The parallel rheological framework (Parallel rheological framework) is intended for modeling nonlinear behavior for materials subjected to large strains, such as elastomers and polymers. The models defined within this framework consist of multiple parallel viscoelastic networks and, optionally, an elastoplastic network to allow modeling permanent set and material softening using the Mullins effect. The elastic response is defined using the hyperelastic material model; the plastic response is based on the theory of incompressible isotropic hardening plasticity; and the viscous response is specified using the flow rule derived from a creep potential.


The hysteresis model in Abaqus/Standard (Hysteresis in elastomers) is used to specify rate-dependent behavior of elastomers. It is used in conjunction with hyperelasticity.

Mullins effect

The Mullins effect model (Mullins effect) is used to specify stress softening of filled rubber elastomers due to damage, a phenomenon referred to as Mullins effect. The model can also be used to include permanent energy dissipation and stress softening effects in elastomeric foams (Energy dissipation in elastomeric foams). It is used in conjunction with rubberlike hyperelasticity or foam hyperelasticity.

No compression or no tension elasticity

The no compression or no tension models in Abaqus/Standard (No compression or no tension) can be used when compressive or tensile principal stresses should not be generated. These options can be used only with linear elasticity.

Thermal strain

Thermal expansion can be introduced for any of the elasticity or fabric models (Thermal expansion).

Elastic strain magnitude

Except in the hyperelasticity and fabric material models, the stresses are always assumed to be small compared to the tangent modulus of the elasticity relationship; that is, the elastic strain must be small (less than 5%). The total strain can be arbitrarily large if inelastic response such as metal plasticity is included in the material definition.

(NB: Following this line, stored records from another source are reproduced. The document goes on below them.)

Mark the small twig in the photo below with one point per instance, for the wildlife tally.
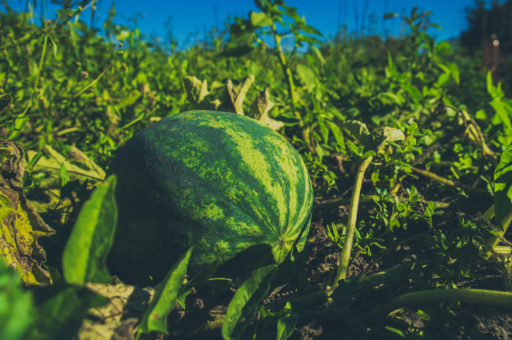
(447, 181)
(393, 247)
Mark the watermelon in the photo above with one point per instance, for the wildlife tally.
(219, 181)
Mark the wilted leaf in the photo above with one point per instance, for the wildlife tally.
(59, 311)
(244, 304)
(165, 297)
(50, 165)
(21, 225)
(120, 316)
(85, 255)
(16, 312)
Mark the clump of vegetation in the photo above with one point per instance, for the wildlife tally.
(409, 161)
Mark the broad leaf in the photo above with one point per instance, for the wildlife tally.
(60, 310)
(286, 325)
(5, 100)
(155, 318)
(387, 134)
(235, 94)
(20, 225)
(260, 19)
(360, 132)
(203, 276)
(85, 255)
(196, 90)
(16, 305)
(244, 304)
(307, 76)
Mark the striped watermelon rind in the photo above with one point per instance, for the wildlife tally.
(219, 181)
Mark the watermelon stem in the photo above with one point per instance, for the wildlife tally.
(341, 273)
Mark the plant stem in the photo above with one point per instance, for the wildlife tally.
(291, 87)
(341, 274)
(393, 247)
(490, 297)
(447, 181)
(94, 81)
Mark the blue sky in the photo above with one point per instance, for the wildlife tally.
(193, 17)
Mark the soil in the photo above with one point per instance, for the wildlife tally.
(464, 321)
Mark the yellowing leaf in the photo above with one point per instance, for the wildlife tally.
(20, 225)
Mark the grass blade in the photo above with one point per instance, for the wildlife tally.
(155, 318)
(85, 255)
(244, 304)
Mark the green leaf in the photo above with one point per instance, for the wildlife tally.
(307, 76)
(196, 90)
(396, 331)
(155, 318)
(129, 100)
(413, 92)
(444, 48)
(318, 54)
(245, 302)
(5, 100)
(338, 135)
(198, 280)
(60, 310)
(480, 114)
(369, 153)
(443, 79)
(85, 254)
(323, 129)
(391, 66)
(359, 131)
(286, 325)
(503, 189)
(503, 112)
(235, 94)
(260, 19)
(16, 305)
(390, 16)
(386, 134)
(235, 52)
(64, 176)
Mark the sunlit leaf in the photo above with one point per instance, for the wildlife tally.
(244, 304)
(155, 318)
(92, 237)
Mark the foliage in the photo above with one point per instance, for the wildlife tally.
(410, 127)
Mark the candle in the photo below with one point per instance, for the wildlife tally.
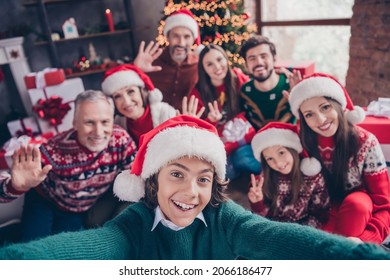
(109, 20)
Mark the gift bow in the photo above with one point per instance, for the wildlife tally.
(15, 143)
(40, 77)
(235, 130)
(52, 109)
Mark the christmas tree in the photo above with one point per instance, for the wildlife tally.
(221, 22)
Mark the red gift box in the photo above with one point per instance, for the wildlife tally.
(46, 77)
(8, 149)
(236, 133)
(305, 67)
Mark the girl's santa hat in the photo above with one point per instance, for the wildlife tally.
(126, 75)
(323, 85)
(177, 137)
(184, 18)
(284, 134)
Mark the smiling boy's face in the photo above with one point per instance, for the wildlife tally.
(184, 190)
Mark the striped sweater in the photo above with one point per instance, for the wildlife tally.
(79, 177)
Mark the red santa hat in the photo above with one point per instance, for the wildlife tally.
(284, 134)
(323, 85)
(177, 137)
(126, 75)
(183, 18)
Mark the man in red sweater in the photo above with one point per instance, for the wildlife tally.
(63, 180)
(176, 67)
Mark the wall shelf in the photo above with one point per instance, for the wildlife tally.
(47, 2)
(86, 36)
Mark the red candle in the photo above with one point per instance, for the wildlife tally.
(109, 20)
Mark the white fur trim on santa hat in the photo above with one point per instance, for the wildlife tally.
(155, 96)
(120, 80)
(275, 136)
(199, 49)
(176, 142)
(357, 115)
(310, 166)
(183, 20)
(315, 87)
(128, 187)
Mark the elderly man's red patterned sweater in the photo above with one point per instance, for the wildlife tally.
(79, 177)
(369, 175)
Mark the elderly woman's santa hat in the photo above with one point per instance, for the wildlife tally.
(177, 137)
(286, 135)
(126, 75)
(323, 85)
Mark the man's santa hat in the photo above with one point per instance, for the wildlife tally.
(126, 75)
(284, 134)
(183, 18)
(323, 85)
(177, 137)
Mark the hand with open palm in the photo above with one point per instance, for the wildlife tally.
(255, 193)
(146, 57)
(26, 170)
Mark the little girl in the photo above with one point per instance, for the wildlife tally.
(290, 189)
(353, 162)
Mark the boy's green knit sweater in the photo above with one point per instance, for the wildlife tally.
(231, 232)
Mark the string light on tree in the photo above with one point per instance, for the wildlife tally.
(220, 22)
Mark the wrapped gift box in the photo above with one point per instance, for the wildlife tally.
(46, 77)
(305, 67)
(236, 133)
(68, 91)
(26, 126)
(14, 143)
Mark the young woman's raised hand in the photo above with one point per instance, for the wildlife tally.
(146, 57)
(255, 193)
(214, 115)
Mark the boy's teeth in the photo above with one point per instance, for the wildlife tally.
(183, 205)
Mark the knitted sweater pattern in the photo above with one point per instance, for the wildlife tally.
(369, 175)
(231, 232)
(79, 177)
(263, 107)
(311, 208)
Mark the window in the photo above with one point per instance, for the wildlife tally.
(315, 30)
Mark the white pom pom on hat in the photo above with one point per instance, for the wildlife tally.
(126, 75)
(177, 137)
(284, 134)
(323, 85)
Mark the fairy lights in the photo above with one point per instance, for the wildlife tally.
(221, 22)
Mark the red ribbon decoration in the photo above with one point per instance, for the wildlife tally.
(52, 109)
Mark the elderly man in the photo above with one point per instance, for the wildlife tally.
(175, 71)
(79, 166)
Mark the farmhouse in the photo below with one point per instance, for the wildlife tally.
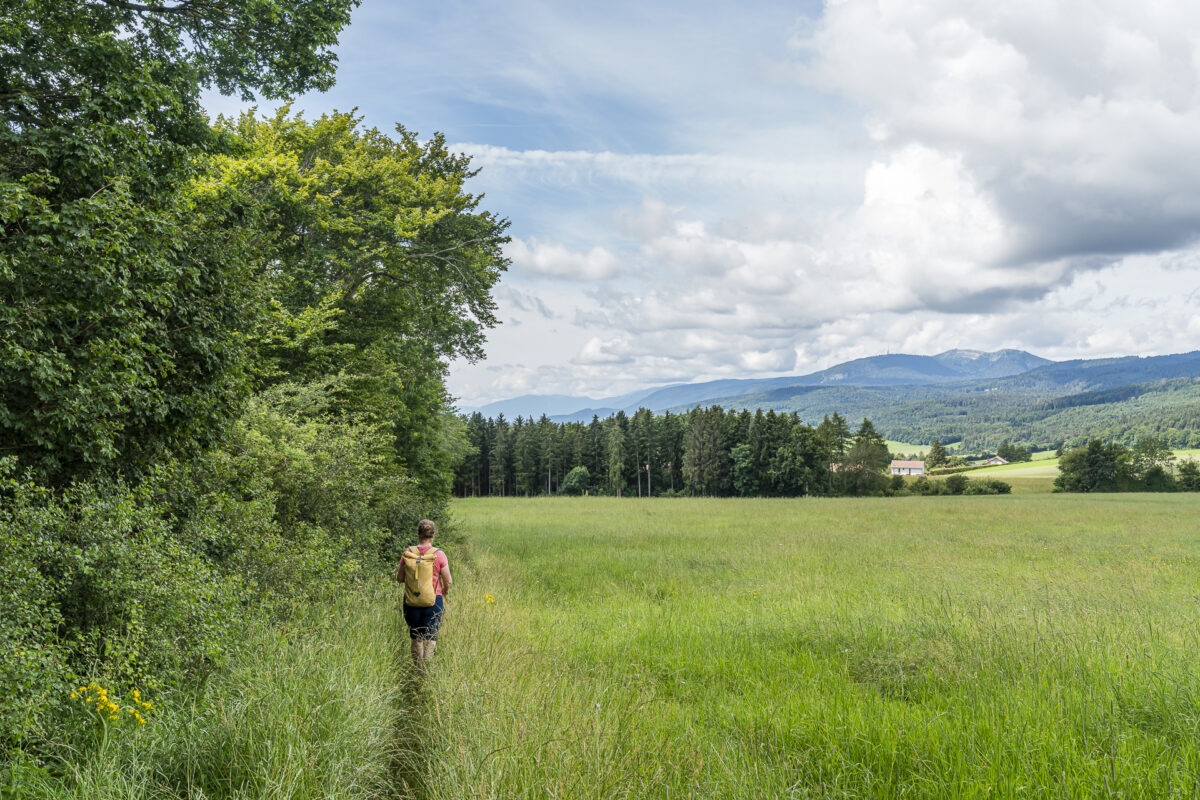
(907, 468)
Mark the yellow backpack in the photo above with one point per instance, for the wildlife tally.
(419, 577)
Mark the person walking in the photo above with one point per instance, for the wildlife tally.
(425, 572)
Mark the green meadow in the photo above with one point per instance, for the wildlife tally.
(948, 647)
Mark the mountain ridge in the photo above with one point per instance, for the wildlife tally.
(871, 371)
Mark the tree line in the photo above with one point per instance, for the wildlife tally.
(223, 343)
(706, 451)
(1150, 465)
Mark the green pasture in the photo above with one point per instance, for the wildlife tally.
(905, 447)
(946, 647)
(1039, 468)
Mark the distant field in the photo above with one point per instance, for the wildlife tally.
(951, 647)
(1042, 468)
(906, 447)
(1048, 465)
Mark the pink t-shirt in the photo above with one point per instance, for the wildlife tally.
(439, 564)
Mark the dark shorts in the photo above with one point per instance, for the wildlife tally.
(424, 623)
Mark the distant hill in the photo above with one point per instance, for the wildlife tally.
(978, 398)
(892, 370)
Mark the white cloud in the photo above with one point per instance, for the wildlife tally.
(553, 260)
(1080, 120)
(1021, 174)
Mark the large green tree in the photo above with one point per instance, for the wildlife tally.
(121, 289)
(378, 266)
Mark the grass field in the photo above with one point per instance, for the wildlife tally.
(967, 647)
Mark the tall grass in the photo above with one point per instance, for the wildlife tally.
(307, 710)
(922, 647)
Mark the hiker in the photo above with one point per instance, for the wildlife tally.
(425, 572)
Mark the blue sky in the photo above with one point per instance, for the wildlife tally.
(702, 191)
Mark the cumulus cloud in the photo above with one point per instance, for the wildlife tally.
(1079, 121)
(553, 260)
(1027, 175)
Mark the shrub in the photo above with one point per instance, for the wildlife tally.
(955, 483)
(576, 481)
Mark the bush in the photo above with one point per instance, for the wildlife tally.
(576, 481)
(1189, 476)
(985, 486)
(154, 585)
(955, 483)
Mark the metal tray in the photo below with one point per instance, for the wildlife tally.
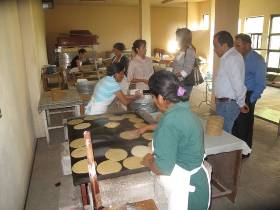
(104, 138)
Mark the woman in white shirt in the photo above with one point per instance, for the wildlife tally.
(140, 68)
(185, 59)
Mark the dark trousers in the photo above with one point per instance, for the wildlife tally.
(244, 124)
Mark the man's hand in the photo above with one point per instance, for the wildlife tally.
(245, 109)
(147, 160)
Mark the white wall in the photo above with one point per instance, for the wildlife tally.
(16, 126)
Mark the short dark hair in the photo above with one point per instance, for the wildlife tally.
(244, 38)
(224, 37)
(137, 44)
(119, 46)
(166, 84)
(82, 50)
(114, 68)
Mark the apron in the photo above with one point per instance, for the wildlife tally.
(95, 108)
(177, 186)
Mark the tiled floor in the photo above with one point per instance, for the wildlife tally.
(260, 177)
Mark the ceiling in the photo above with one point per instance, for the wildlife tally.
(174, 3)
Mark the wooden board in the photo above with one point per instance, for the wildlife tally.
(268, 114)
(146, 205)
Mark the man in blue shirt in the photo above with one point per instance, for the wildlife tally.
(255, 80)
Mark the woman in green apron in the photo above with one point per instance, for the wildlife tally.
(178, 147)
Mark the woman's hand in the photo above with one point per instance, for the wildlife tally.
(142, 130)
(147, 160)
(178, 73)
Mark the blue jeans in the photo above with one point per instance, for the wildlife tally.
(229, 110)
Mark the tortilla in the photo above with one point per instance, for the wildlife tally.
(116, 118)
(91, 117)
(108, 167)
(82, 126)
(136, 120)
(116, 154)
(112, 124)
(77, 143)
(148, 136)
(139, 125)
(129, 135)
(75, 122)
(141, 151)
(132, 163)
(80, 167)
(129, 115)
(79, 152)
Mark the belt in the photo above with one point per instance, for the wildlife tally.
(224, 99)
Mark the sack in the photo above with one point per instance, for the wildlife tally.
(195, 77)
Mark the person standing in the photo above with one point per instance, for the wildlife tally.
(140, 68)
(229, 87)
(185, 59)
(255, 75)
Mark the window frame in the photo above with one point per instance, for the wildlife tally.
(259, 35)
(270, 69)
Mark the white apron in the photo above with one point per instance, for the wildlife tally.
(177, 187)
(93, 108)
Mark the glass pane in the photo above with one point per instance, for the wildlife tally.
(274, 42)
(253, 25)
(256, 41)
(275, 25)
(273, 59)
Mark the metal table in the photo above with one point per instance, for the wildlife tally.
(56, 101)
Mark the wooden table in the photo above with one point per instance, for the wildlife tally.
(269, 115)
(53, 102)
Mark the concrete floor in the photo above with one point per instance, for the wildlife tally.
(260, 177)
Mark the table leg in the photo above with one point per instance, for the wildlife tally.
(226, 169)
(278, 132)
(66, 138)
(84, 194)
(46, 126)
(77, 111)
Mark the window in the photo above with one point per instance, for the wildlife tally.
(254, 27)
(273, 53)
(205, 21)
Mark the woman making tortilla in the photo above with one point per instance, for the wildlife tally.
(140, 68)
(178, 147)
(107, 89)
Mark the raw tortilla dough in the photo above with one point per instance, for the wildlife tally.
(141, 151)
(77, 143)
(79, 152)
(116, 154)
(136, 120)
(148, 136)
(116, 118)
(75, 122)
(129, 135)
(112, 124)
(129, 115)
(108, 167)
(82, 126)
(80, 167)
(139, 125)
(132, 163)
(91, 117)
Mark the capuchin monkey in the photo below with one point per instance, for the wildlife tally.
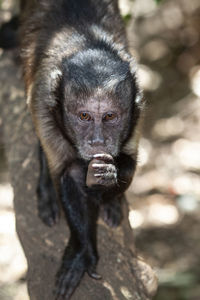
(86, 106)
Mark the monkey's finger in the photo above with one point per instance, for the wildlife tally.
(103, 156)
(106, 175)
(103, 167)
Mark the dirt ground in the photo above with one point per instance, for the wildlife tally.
(164, 197)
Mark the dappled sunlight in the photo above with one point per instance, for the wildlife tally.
(159, 211)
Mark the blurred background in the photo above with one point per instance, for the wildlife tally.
(164, 197)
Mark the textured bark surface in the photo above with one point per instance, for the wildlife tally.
(124, 276)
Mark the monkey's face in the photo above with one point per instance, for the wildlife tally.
(96, 126)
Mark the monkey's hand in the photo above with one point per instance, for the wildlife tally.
(101, 171)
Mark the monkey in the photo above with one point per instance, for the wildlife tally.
(86, 106)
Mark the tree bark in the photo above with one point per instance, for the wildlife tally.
(124, 275)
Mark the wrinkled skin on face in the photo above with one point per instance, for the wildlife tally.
(97, 126)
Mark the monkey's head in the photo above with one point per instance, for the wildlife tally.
(99, 107)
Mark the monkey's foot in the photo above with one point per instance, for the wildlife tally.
(47, 207)
(71, 272)
(112, 213)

For finite-strain calculations where the large strains are purely elastic, the fabric model (for woven fabrics), the hyperelastic model (for rubberlike behavior), or the foam hyperelasticity model (for elastomeric foams) should be used. The hyperelasticity and fabric models are the only models that give realistic predictions of actual material behavior at large elastic strains. The linear or, in Abaqus/Standard, porous elasticity models are appropriate in other cases where the large strains are inelastic.

In Abaqus/Standard the linear elastic, porous elastic, and hypoelastic models will exhibit poor convergence characteristics if the stresses reach levels of 50% or more of the elastic moduli; this limitation is not serious in practical cases because these material models are not valid for the resulting large strains.